Spatial gene expression data analysis on Cluster (10X Genomics, Space Ranger)
Published:
Running spaceranger as cluster mode that uses Sun Grid Engine (SGE) as queuing.
There are 2 steps to analyze Spatial RNA-seq data1.
Step 1: spaceranger mkfastq
demultiplexes raw base call (BCL
) files generated by Illumina sequencers into FASTQ files.
Step 2: spaceranger count
takes FASTQ files from spaceranger mkfastq
and performs alignment, filtering, barcode counting, and UMI counting.

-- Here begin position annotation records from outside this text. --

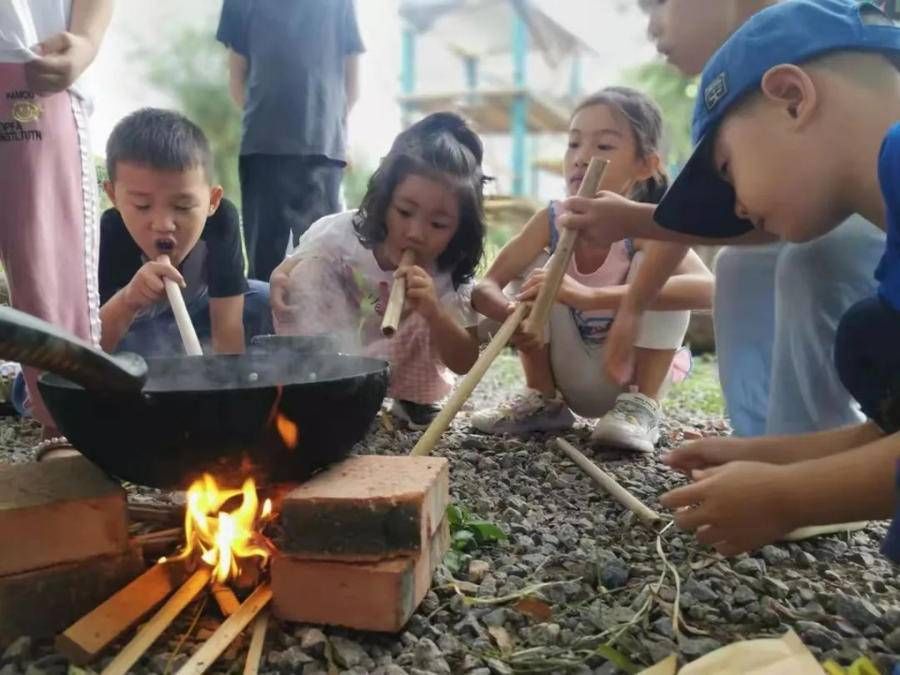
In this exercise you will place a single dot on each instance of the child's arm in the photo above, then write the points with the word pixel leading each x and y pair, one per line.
pixel 457 346
pixel 610 217
pixel 226 316
pixel 514 258
pixel 710 452
pixel 743 505
pixel 145 288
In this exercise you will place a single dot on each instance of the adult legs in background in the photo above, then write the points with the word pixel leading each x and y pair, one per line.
pixel 48 223
pixel 815 284
pixel 744 320
pixel 282 195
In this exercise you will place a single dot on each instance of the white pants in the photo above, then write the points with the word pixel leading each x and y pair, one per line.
pixel 777 309
pixel 578 367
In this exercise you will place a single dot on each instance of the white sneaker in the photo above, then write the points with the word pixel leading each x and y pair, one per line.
pixel 632 424
pixel 525 413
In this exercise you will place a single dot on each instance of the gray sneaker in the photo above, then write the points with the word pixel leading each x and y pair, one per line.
pixel 632 424
pixel 525 413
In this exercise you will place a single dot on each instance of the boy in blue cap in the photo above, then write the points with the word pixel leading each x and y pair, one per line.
pixel 797 128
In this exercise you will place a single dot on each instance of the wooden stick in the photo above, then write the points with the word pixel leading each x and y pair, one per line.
pixel 559 262
pixel 182 318
pixel 469 382
pixel 225 599
pixel 257 642
pixel 154 628
pixel 218 642
pixel 86 638
pixel 647 515
pixel 394 308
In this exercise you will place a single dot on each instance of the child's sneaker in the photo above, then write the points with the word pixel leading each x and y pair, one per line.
pixel 416 415
pixel 632 424
pixel 525 413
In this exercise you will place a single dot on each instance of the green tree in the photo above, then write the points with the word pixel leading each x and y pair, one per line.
pixel 193 70
pixel 675 95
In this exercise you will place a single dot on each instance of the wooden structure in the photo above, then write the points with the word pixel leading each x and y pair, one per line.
pixel 496 43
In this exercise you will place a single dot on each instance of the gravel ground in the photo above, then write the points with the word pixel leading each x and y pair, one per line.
pixel 576 586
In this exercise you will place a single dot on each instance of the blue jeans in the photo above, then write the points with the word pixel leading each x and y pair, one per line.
pixel 777 309
pixel 159 336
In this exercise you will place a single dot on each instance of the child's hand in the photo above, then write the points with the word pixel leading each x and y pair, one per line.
pixel 618 357
pixel 279 293
pixel 600 220
pixel 420 293
pixel 148 287
pixel 570 293
pixel 706 454
pixel 737 507
pixel 63 57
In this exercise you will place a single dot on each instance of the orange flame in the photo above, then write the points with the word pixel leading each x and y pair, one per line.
pixel 288 431
pixel 225 537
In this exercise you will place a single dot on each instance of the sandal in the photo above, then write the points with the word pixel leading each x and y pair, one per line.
pixel 54 448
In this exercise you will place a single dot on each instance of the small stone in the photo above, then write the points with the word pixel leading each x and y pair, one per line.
pixel 744 595
pixel 312 640
pixel 693 648
pixel 893 640
pixel 614 574
pixel 857 611
pixel 347 652
pixel 775 555
pixel 478 569
pixel 19 650
pixel 775 588
pixel 750 566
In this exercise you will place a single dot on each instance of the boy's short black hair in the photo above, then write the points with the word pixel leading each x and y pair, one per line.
pixel 162 139
pixel 443 147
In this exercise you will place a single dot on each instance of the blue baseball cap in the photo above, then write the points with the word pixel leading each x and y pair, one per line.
pixel 700 202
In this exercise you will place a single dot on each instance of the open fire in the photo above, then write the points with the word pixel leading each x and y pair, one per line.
pixel 224 538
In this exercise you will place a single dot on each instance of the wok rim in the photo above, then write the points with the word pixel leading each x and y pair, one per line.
pixel 369 367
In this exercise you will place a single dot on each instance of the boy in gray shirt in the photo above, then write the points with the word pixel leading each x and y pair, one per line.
pixel 293 69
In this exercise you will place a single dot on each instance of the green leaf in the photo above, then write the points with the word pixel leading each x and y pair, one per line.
pixel 462 539
pixel 617 658
pixel 486 532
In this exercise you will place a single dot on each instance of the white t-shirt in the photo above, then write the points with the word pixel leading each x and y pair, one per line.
pixel 339 289
pixel 25 23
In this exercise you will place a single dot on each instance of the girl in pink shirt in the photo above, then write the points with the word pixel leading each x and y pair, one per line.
pixel 624 127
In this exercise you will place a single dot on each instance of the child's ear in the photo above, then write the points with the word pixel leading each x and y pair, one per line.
pixel 110 191
pixel 648 167
pixel 216 192
pixel 791 88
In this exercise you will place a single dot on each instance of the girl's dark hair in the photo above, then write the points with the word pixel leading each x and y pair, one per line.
pixel 443 147
pixel 645 120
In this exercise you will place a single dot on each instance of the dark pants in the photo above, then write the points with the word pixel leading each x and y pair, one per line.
pixel 867 355
pixel 281 195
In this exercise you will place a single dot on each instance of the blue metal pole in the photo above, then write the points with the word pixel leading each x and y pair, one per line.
pixel 520 103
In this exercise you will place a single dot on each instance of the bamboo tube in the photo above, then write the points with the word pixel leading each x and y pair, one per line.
pixel 469 382
pixel 141 642
pixel 559 262
pixel 218 642
pixel 257 642
pixel 182 318
pixel 647 515
pixel 394 308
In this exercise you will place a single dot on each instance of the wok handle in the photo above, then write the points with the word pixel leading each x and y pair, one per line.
pixel 34 342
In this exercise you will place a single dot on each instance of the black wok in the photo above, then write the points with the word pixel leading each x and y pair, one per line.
pixel 165 421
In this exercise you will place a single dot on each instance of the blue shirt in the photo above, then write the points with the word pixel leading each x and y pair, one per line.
pixel 888 272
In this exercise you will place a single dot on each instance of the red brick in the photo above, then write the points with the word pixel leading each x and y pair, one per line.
pixel 374 596
pixel 43 602
pixel 59 511
pixel 367 508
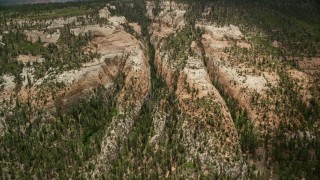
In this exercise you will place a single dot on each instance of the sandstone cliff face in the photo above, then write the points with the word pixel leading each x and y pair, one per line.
pixel 205 120
pixel 256 89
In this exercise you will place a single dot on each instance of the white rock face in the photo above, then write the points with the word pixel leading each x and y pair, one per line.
pixel 219 33
pixel 104 13
pixel 33 36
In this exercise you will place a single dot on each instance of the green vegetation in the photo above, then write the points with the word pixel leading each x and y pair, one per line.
pixel 36 140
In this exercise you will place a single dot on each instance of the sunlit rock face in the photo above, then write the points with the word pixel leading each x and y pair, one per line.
pixel 11 2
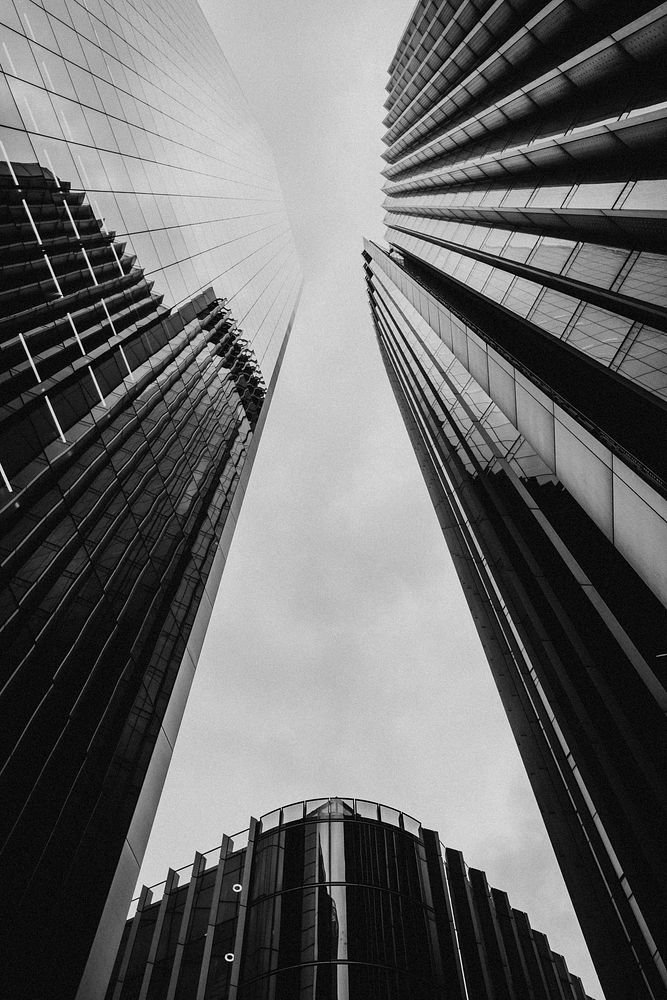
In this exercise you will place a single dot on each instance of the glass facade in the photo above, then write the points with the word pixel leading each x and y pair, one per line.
pixel 520 314
pixel 148 283
pixel 334 899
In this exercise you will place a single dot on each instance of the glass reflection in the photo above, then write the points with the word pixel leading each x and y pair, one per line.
pixel 335 889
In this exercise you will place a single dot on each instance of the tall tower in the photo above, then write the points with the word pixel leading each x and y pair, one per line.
pixel 520 311
pixel 334 899
pixel 149 282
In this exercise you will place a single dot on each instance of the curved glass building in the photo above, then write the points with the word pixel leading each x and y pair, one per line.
pixel 148 283
pixel 334 899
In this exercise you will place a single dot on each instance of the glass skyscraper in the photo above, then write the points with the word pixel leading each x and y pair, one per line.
pixel 148 285
pixel 521 315
pixel 334 899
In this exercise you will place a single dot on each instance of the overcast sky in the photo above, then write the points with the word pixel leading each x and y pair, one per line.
pixel 341 658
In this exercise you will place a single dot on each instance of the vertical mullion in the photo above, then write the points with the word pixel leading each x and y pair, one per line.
pixel 225 848
pixel 172 882
pixel 243 909
pixel 144 901
pixel 197 868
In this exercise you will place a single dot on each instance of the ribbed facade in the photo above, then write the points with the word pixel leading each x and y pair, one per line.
pixel 148 282
pixel 334 899
pixel 520 311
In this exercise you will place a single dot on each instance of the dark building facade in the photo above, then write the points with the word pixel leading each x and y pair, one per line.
pixel 521 316
pixel 334 899
pixel 148 282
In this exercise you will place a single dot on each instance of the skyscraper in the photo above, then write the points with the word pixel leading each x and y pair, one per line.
pixel 521 314
pixel 149 281
pixel 334 898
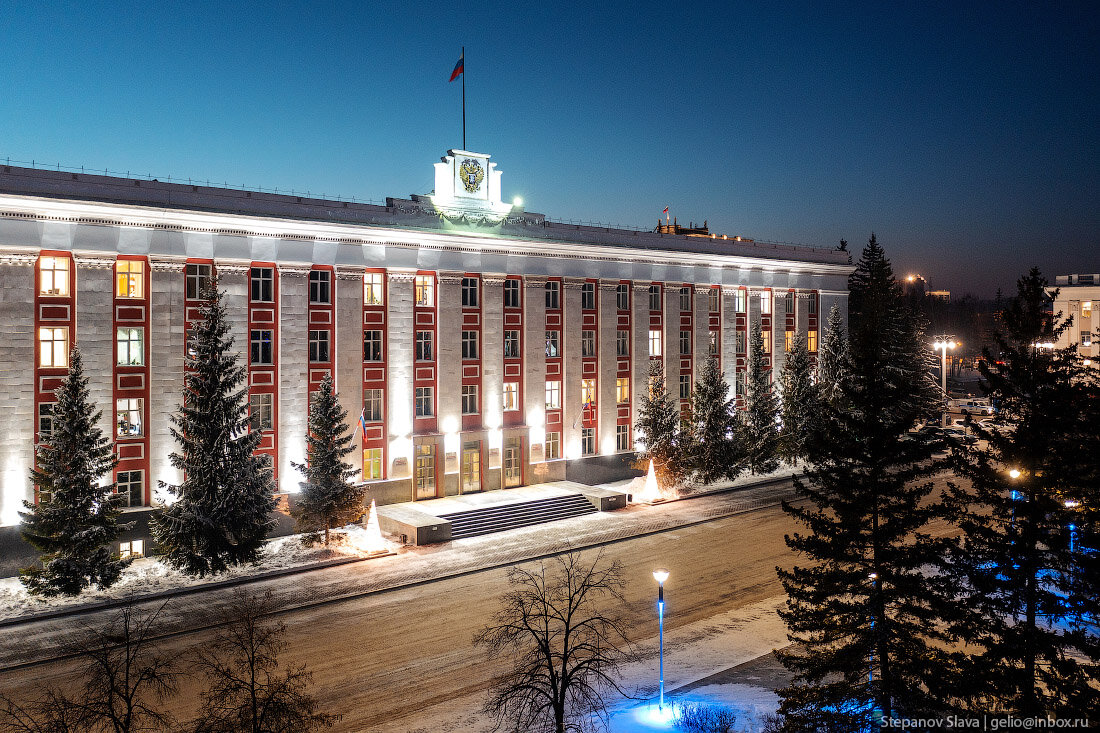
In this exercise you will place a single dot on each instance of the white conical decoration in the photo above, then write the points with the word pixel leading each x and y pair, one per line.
pixel 651 493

Running pipelines on cluster requires the following:
1. Load Space Ranger module (spaceranger-1.0.0
)1 or, download and uncompress spaceranger at your $HOME
directory and add PATH in ~/.bashrc
.
2. Update job config file (spaceranger-1.0.0/external/martian/jobmanagers/config.json
) for threads and memory. For example
"threads_per_job": 8,
"memGB_per_job": 64,
3. Update template file (spaceranger-1.0.0/external/martian/jobmanagers/sge.template
).
#!/bin/bash
#$ -pe smp __MRO_THREADS__
##$ -l mem_free=__MRO_MEM_GB__G
(comment this line if your cluster do not support it!)
#$ -q b.q
#$ -S /bin/bash
#$ -m abe
#$ -M <e-mail>
cd __MRO_JOB_WORKDIR__
source ../spaceranger-1.0.0/sourceme.bash
(update with complete path)
For clusters whose job managers do not support memory requests, it is possible to request memory in the form of cores via the --mempercore
command-line option. This option scales up the number of threads requested via the __MRO_THREADS__
variable according to how much memory a stage requires.
Read more at Cluster Mode
4. Download spatial gene expression, image file and reference genome datasets from 10XGenomics.
5. Create sge.sh
file
TR="$HOME/refdata-cellranger-mm10-3.0.0"
Output files will appear in the out/ subdirectory within this pipeline output directory.
cd $HOME/10xgenomics/out
For pipeline output directory, the --id
argument is used i.e Adult_Mouse_Brain.
FASTQS="$HOME/V1_Adult_Mouse_Brain_fastqs"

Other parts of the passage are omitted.